Remark: usage of LU decomposition for solving linear systems
Using the LU decomposition, the linear system $\mathsf{A}\vec{x} = \vec{b}$ can easily be solved in two steps: First, $\vec{g}$ is determined from $\mathsf{L}\vec{g} = \vec{b}$; second, $\vec{x}$ is determined from $\mathsf{U}\vec{x} = \vec{g}$. Since both $\mathsf{L}$ and $\mathsf{U}$ are triangular matrices, no further matrix inversion is needed; all variables can be determined successively, as shown in the example above.
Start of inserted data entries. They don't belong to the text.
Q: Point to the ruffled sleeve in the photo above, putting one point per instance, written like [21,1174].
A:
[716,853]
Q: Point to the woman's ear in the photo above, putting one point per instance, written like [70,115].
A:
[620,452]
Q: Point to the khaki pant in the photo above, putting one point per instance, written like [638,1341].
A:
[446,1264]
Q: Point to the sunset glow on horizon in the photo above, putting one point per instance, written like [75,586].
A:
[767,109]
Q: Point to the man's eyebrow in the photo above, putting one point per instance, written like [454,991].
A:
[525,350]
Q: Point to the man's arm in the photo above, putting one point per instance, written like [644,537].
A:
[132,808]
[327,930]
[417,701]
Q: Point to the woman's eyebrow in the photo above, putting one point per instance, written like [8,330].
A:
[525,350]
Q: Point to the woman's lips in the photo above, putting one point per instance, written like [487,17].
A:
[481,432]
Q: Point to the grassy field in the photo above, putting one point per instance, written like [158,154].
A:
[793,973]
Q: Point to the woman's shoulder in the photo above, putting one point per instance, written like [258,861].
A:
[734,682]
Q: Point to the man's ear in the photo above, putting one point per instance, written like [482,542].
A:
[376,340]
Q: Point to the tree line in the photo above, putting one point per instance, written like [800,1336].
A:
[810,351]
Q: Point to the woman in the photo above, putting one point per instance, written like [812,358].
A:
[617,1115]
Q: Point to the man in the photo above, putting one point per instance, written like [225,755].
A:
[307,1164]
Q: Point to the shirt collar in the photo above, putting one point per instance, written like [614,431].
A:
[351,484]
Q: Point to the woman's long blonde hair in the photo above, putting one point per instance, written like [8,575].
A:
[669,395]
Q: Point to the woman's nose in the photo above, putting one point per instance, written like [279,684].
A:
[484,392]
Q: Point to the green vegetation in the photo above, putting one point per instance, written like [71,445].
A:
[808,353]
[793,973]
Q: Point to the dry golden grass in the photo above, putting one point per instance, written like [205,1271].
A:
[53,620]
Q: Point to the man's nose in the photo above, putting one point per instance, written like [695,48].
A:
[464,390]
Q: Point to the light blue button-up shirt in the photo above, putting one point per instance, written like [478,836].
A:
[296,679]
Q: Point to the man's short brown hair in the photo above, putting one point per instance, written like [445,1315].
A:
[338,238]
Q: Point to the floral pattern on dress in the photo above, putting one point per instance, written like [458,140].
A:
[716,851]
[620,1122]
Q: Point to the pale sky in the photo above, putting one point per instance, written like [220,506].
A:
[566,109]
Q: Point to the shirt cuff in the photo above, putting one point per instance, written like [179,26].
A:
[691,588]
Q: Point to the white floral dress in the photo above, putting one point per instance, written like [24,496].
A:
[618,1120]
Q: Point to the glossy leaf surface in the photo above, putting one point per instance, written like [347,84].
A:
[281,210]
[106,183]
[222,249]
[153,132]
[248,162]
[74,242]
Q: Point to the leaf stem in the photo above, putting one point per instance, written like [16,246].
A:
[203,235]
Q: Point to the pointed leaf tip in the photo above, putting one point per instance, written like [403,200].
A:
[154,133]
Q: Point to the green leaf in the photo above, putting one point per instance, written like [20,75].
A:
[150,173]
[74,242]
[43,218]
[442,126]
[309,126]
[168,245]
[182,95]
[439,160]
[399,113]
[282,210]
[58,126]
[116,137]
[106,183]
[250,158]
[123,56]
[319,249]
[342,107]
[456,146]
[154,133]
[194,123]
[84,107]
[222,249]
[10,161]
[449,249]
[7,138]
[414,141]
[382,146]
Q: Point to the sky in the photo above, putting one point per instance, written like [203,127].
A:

Note that since calculating the LU decomposition numerically (in Matlab this is done by lu) is a demanding task for larger matrices, this is worthwhile only if the same system $\mathsf{A}\vec{x} = \vec{b}$ has to be solved several times, for different $\vec{b}$.
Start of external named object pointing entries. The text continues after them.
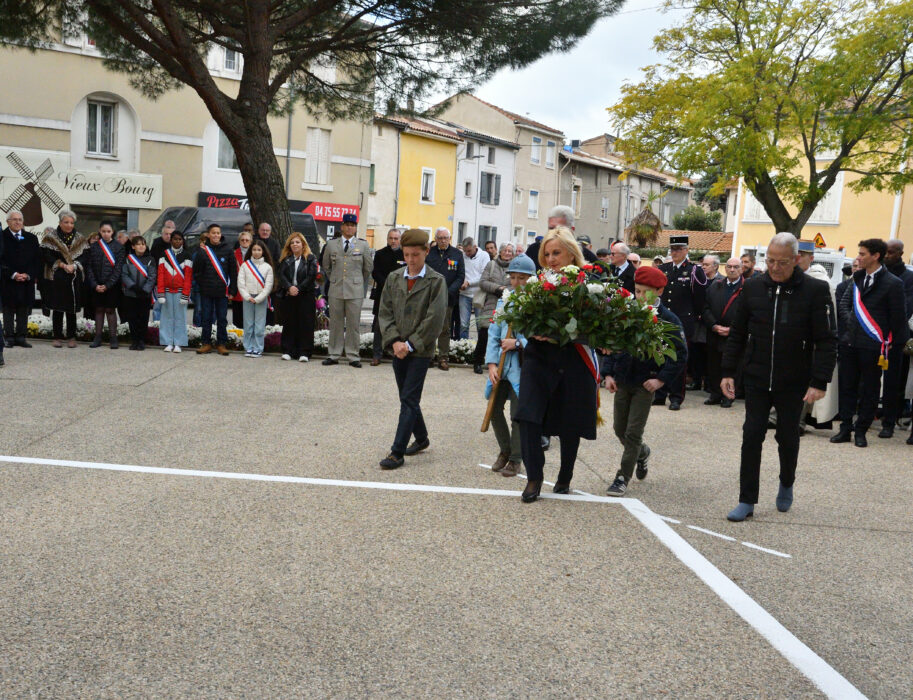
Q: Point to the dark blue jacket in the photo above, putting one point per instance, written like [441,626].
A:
[630,371]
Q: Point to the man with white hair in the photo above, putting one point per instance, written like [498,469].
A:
[789,362]
[20,265]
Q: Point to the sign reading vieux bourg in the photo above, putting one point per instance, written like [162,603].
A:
[321,211]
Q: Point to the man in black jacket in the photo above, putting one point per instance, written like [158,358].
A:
[723,297]
[20,265]
[386,260]
[895,376]
[784,329]
[874,317]
[447,261]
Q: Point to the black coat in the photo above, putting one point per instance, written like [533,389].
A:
[386,260]
[448,263]
[685,292]
[803,351]
[205,275]
[19,256]
[884,300]
[304,280]
[99,269]
[557,391]
[631,371]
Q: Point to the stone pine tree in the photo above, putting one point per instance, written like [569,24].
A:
[784,93]
[385,53]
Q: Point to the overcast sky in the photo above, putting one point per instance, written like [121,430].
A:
[570,91]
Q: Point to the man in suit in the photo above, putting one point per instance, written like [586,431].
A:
[874,318]
[720,309]
[20,265]
[621,269]
[386,260]
[347,262]
[412,310]
[684,296]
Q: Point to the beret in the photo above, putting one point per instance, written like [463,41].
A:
[650,277]
[414,237]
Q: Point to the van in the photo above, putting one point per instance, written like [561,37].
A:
[193,221]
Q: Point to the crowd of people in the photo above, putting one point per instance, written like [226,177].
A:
[773,338]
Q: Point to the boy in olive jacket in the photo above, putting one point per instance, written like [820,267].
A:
[411,315]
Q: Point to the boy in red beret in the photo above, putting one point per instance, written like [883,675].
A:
[634,381]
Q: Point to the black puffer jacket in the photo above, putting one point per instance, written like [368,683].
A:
[787,332]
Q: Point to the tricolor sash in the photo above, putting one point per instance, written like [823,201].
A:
[870,327]
[218,268]
[107,251]
[174,263]
[135,261]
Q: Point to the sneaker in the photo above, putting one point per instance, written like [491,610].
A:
[618,487]
[641,471]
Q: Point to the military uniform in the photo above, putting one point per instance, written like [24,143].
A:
[347,265]
[684,296]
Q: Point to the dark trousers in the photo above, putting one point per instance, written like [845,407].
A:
[298,316]
[410,380]
[758,402]
[534,455]
[214,310]
[57,318]
[860,385]
[15,321]
[895,381]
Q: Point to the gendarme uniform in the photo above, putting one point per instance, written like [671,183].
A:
[347,264]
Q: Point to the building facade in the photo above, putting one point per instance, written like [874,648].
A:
[84,139]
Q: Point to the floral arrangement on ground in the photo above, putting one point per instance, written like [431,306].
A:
[579,305]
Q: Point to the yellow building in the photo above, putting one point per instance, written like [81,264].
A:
[843,217]
[413,181]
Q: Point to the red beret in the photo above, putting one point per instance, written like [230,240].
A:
[650,277]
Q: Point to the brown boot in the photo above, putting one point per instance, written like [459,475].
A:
[512,468]
[500,462]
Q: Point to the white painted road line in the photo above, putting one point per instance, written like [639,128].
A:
[816,669]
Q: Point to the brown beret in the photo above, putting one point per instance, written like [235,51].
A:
[414,237]
[650,277]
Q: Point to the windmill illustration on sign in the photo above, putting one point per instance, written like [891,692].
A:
[29,197]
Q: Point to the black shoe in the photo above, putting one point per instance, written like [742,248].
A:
[843,435]
[417,446]
[531,492]
[641,471]
[392,461]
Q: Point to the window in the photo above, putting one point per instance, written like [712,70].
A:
[227,159]
[230,62]
[427,195]
[550,154]
[317,168]
[101,127]
[535,153]
[490,189]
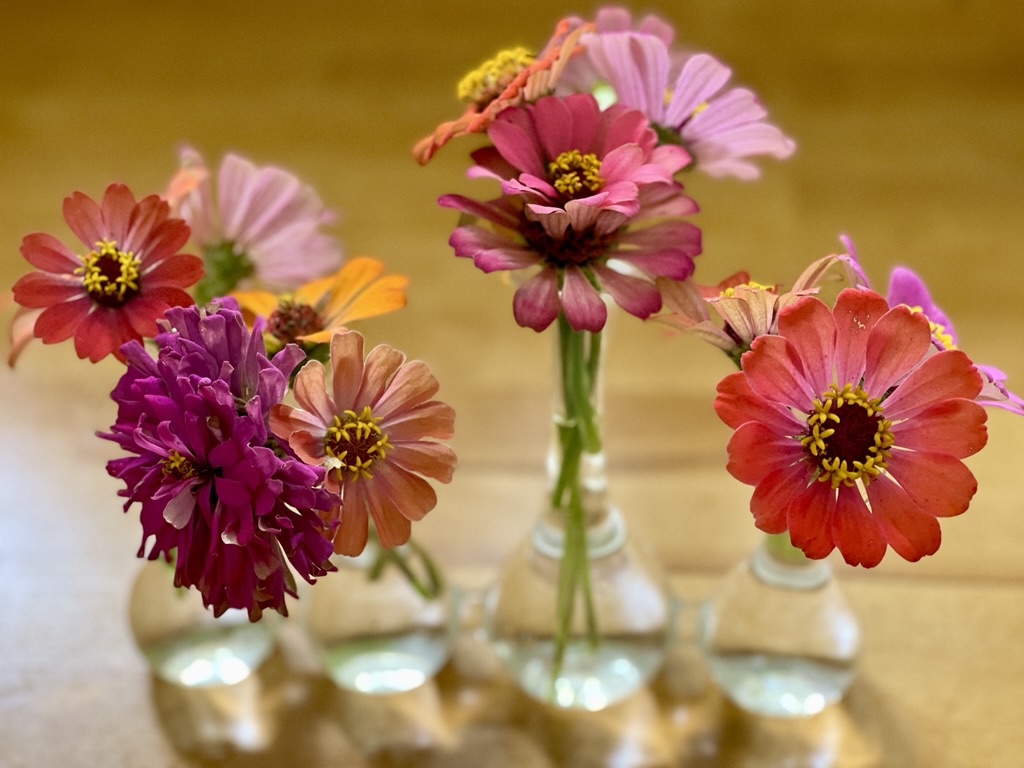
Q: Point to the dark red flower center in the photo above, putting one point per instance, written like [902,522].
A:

Implication 1: calculation of the determinant
With the LU decomposition of $\mathsf{A}$ one has that $\det(\mathsf{A})=\det(\mathsf{L}\mathsf{U})=\det(\mathsf{L})\det(\mathsf{U})$. Since the determinant of a triangular matrix is given by the product of its diagonal elements, this can be calculated rather easily. Moreover, if (as in the example above) $\mathsf{L}$ is a unit lower triangular matrix (all the entries on its diagonal are 1), only the product of the diagonal elements of $\mathsf{U}$ remains (irrelevant entries are symbolized by asterisks):

\begin{equation*} \det(\mathsf{L})\det(\mathsf{U})= \det\left( \begin{array}{cccc} 1&0&\ldots&0\\ *&1&\ddots&0\\ \vdots&\ddots&\ddots&\vdots\\ *&*&\ldots&1 \end{array} \right) \det\left( \begin{array}{cccc} u_{11}&*&\ldots&*\\ 0&u_{22}&\ddots&*\\ \vdots&\ddots&\ddots&\vdots\\ 0&0&\ldots&u_{nn} \end{array} \right) =u_{11} u_{22} \cdots u_{nn}. \end{equation*}

(5.10)

Implication 2: calculation of the inverse matrix
Not only a linear system $\mathsf{A}\vec{x} = \vec{b}$ can be treated using the LU decomposition but also a matrix equation $\mathsf{A}\mathsf{X} = \mathsf{B}$, since in the latter equation the columns of $\mathsf{X}$ and $\mathsf{B}$ can be treated separately as the former vectors $\vec{x}$ and $\vec{b}$. If $\mathsf{B}$ is chosen to be the unit matrix, then $\mathsf{X}$ will be the inverse of $\mathsf{A}$. More explicitly: If $\vec{b}$ is the $i$-th unit vector $\vec{e}_i$ (having a 1 at position $i$ and zeros elsewhere), then the solution of $\mathsf{A}\vec{x}_i = \vec{e}_i$ will be the $i$-th column of ${\mathsf{A}}^{-1}$.